Dietary Interventions:

• Gastroparesis diet (small particle diet) for delayed gastric emptying 2
• Elimination diets (low-FODMAP, gluten-free, dairy-free, low-histamine) with appropriate nutritional counseling to avoid restrictive eating patterns 2
• Nutritional support to prevent malnutrition 2

POTS Management (Comorbid in Many hEDS Patients)

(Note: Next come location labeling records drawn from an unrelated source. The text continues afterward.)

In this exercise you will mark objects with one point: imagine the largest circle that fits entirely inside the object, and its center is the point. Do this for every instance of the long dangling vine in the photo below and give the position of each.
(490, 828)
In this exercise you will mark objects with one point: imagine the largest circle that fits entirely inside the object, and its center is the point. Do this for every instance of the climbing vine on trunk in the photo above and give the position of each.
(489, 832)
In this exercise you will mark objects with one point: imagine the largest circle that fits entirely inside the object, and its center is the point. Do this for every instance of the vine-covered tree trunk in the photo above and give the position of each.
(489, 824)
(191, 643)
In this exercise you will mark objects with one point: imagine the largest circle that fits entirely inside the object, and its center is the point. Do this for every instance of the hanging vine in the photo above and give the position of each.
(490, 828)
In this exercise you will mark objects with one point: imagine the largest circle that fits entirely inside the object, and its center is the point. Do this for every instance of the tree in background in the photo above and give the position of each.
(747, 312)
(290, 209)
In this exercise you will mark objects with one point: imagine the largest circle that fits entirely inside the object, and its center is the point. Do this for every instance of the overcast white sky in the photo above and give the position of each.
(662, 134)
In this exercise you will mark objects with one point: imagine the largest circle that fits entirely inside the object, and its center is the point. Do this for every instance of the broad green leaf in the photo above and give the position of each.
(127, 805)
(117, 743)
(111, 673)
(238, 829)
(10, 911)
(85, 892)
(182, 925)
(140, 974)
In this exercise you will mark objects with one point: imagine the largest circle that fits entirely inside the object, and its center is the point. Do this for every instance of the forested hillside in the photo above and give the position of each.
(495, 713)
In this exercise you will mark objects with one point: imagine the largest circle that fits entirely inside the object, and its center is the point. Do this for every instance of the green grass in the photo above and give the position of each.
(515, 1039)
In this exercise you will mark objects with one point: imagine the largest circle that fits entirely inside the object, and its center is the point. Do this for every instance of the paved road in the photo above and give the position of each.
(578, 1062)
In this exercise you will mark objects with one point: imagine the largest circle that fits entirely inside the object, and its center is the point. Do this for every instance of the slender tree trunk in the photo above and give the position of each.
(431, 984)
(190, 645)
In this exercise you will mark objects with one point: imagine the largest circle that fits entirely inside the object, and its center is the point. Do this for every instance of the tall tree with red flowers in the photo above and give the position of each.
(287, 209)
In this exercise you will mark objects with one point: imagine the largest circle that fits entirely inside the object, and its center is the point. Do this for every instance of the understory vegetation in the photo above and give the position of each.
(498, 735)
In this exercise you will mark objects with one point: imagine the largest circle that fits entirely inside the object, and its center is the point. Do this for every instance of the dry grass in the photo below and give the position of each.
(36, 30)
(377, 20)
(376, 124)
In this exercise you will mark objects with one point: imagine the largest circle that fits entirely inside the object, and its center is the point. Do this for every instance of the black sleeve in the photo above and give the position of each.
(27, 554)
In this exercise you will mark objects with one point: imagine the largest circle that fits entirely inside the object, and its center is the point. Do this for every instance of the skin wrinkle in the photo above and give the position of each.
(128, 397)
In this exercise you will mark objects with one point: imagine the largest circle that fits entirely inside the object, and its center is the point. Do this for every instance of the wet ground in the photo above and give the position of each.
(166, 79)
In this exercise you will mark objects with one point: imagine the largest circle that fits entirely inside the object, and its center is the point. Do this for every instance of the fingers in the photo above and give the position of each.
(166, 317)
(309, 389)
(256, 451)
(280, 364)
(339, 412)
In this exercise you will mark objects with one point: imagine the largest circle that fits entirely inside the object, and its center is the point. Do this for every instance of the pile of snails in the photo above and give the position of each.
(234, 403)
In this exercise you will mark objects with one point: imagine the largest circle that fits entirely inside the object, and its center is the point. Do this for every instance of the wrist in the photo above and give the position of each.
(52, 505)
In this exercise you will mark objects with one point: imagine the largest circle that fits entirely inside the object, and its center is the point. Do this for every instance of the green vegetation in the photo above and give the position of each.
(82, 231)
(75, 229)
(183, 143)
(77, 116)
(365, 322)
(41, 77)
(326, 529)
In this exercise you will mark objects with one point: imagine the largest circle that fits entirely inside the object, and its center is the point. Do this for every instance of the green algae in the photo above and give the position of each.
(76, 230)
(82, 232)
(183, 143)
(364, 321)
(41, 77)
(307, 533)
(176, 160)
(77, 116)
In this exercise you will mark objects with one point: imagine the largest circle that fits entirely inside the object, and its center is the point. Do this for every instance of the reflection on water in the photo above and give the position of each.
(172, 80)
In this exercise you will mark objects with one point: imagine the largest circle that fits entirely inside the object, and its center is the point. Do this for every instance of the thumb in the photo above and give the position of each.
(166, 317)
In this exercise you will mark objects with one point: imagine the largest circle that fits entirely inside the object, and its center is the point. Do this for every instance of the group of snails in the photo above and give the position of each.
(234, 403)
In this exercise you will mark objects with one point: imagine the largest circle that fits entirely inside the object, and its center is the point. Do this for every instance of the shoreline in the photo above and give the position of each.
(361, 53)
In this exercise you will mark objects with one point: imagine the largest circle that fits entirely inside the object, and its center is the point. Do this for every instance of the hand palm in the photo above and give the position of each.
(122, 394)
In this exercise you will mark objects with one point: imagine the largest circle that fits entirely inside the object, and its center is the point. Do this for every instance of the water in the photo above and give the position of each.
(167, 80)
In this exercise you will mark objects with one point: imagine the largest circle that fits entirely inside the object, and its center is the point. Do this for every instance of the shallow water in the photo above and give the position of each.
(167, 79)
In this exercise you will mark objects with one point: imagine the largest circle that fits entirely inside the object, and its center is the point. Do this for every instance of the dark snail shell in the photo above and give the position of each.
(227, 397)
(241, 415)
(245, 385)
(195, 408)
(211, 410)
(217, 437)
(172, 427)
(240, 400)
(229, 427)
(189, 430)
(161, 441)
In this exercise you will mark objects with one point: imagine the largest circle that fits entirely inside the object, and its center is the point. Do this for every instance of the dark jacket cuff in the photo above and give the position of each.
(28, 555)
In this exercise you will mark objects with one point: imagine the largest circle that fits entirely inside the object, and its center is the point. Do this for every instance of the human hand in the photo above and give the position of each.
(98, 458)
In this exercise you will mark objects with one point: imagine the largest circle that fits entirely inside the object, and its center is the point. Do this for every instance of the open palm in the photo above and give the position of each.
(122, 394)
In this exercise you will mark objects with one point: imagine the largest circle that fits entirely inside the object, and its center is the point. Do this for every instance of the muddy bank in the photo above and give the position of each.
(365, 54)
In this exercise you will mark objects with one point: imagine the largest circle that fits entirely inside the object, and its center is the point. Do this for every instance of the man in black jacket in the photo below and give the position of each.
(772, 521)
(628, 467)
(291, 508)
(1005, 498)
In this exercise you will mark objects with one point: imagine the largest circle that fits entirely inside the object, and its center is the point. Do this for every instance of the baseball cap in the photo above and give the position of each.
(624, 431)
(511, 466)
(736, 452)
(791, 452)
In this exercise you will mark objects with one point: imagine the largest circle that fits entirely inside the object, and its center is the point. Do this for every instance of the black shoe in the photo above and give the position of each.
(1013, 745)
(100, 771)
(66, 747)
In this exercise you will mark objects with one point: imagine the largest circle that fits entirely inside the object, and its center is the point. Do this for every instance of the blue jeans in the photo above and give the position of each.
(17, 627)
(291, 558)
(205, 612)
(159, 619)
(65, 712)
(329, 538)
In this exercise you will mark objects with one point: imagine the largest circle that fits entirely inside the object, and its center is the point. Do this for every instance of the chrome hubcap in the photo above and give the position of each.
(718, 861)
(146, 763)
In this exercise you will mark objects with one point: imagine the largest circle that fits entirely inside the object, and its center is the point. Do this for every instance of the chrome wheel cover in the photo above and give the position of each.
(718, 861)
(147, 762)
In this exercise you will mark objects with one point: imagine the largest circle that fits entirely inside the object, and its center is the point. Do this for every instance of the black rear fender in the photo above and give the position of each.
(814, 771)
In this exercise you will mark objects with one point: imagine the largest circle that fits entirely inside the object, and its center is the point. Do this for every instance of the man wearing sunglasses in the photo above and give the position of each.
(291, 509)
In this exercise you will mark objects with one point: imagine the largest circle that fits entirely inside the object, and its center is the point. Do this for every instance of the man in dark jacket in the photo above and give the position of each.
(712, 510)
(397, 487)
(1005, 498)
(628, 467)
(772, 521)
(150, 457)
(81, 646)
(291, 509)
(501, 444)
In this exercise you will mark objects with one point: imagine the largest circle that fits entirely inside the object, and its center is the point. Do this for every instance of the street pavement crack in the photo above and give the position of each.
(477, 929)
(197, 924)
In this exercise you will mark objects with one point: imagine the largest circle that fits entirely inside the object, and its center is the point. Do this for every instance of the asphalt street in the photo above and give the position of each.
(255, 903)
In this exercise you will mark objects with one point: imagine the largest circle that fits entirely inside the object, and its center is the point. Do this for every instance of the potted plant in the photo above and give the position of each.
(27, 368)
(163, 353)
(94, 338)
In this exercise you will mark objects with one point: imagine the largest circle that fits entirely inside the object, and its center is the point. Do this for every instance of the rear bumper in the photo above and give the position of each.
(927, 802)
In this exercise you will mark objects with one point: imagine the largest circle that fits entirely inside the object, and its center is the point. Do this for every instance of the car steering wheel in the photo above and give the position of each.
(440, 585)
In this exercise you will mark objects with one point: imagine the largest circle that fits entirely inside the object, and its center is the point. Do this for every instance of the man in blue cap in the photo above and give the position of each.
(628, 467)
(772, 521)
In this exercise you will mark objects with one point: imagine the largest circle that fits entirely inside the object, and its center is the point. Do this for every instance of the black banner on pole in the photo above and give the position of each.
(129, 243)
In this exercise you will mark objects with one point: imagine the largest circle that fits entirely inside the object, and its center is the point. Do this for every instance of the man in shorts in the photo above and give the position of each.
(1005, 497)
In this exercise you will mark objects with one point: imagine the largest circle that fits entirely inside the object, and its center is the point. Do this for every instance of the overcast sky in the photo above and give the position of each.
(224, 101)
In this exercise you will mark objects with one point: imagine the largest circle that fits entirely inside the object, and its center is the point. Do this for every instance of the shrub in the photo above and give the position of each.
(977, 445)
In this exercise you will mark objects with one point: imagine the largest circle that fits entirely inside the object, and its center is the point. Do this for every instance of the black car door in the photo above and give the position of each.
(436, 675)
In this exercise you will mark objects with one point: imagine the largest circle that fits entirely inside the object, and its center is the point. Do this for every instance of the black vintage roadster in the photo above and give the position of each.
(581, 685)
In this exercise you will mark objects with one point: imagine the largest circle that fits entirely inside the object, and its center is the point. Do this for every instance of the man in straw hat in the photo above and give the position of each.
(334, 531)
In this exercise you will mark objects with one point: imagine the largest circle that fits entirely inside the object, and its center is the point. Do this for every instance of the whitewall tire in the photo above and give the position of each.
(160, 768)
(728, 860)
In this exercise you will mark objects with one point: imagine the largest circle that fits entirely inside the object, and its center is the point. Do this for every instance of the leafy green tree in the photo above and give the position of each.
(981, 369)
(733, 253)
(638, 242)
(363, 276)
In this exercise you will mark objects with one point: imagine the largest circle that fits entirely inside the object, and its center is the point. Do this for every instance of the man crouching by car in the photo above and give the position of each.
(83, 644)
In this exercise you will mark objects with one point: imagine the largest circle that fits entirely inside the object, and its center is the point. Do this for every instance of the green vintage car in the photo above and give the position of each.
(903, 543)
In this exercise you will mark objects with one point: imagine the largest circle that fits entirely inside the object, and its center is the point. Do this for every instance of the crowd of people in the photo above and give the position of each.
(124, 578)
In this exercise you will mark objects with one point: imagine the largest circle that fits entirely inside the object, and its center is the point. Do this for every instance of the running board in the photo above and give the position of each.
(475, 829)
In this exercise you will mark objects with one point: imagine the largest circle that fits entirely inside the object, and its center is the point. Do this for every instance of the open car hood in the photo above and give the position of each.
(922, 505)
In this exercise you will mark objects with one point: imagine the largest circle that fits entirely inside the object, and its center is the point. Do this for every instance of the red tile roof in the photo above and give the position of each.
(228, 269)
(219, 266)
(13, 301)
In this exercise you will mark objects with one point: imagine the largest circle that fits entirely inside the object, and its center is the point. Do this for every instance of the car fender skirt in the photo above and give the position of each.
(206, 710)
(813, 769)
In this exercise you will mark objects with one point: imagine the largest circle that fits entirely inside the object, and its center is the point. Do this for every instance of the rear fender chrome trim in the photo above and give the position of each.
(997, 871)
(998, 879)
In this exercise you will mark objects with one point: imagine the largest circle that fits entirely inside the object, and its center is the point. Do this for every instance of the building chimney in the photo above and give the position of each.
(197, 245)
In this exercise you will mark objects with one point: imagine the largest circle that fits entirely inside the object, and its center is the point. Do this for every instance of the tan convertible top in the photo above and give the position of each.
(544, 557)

Treatment begins with conservative measures before pharmacological intervention 2

Conservative Management:

• Increase fluid intake (2-3 liters daily) and salt intake (10-12 grams daily) 2
• Exercise training (recumbent exercises initially, progressing to upright) 2
• Compression garments (waist-high, 30-40 mmHg) 2

Pharmacological Treatment (if conservative measures fail):

• Volume expansion agents (fludrocortisone) 2
• Heart rate control (beta-blockers, ivabradine) 2
• Vasoconstrictors (midodrine) 2
• Requires integrated care from cardiology and neurology 2

Mast Cell Activation Syndrome (MCAS) Management

Only treat MCAS if diagnosis is supported through clinical features and/or laboratory evidence (baseline serum tryptase increases of 20% plus 2 ng/mL during flares) 2

Treatment Approach:

• Histamine receptor antagonists (H1 and H2 blockers) 2
• Mast cell stabilizers (cromolyn sodium, ketotifen) 2
• Trigger avoidance: certain foods, alcohol, strong smells, temperature changes, mechanical stimuli, emotional distress, specific medications (opioids, NSAIDs, iodinated contrast) 2
• Refer to allergy specialist or mast cell disease research center for additional testing 2

Psychological Support

Brain-gut behavioral therapies are recommended due to increased rates of anxiety and psychological distress in hypermobility patients 1

• Cognitive-behavioral therapy for pain management and kinesiophobia 4
• Psychological support for chronic pain coping strategies 6

Multidisciplinary Team Coordination

A multidisciplinary approach involving specialists in cardiology, gastroenterology, physical medicine, and genetics is essential 1

Core Team Members:

• Medical genetics for definitive diagnosis and classification 1
• Cardiology for cardiovascular surveillance and POTS management 1
• Gastroenterology for GI symptom management 2
• Physical medicine and rehabilitation for pain and functional optimization 1
• Pain specialists for complex pain management 2
• Allergy/immunology for MCAS evaluation 2

Regular follow-up with the multidisciplinary team is recommended for all EDS subtypes 1

Pregnancy Considerations

Pregnancy in vascular EDS carries significant risks due to potential uterine rupture and vessel rupture during delivery 1

• Most women with known vascular EDS undergo cesarean delivery 1
• Requires high-risk obstetric care with multidisciplinary involvement 1

Critical Pitfalls to Avoid

• Never use parenteral nutrition in hEDS patients except in life-threatening malnutrition extremis, as it reinforces maladaptive behaviors and increases infection risk 2
• Avoid long-term opioid therapy due to opioid bowel dysfunction that may mimic CIPO and worsen GI symptoms 2
• Do not perform routine MCAS testing in all hEDS patients with isolated GI symptoms—only test those with episodic multisystem symptoms 2
• Avoid invasive procedures in vascular EDS due to fatal complication risk 1

Treatment Efficacy Evidence

Based on a retrospective cohort of 98 EDS patients, occupational therapy and bracing showed the highest efficacy (70% improvement), while neuropathic modulators were least well tolerated (47% adverse effects) 3. Physical therapy and complementary therapies were most commonly used (88-92% of patients), with marijuana and opioids rated as most efficacious by users (10-24% rating as extremely helpful), though opioids should be avoided due to long-term complications 3, 5.

Pain in EDS is common (highly prevalent), severe, and associated with moderate to severe functional impairment in daily life, making pain management a prominent aspect of symptomatic treatment 7. Pain severity correlates with hypermobility degree, dislocations, and previous surgery 7.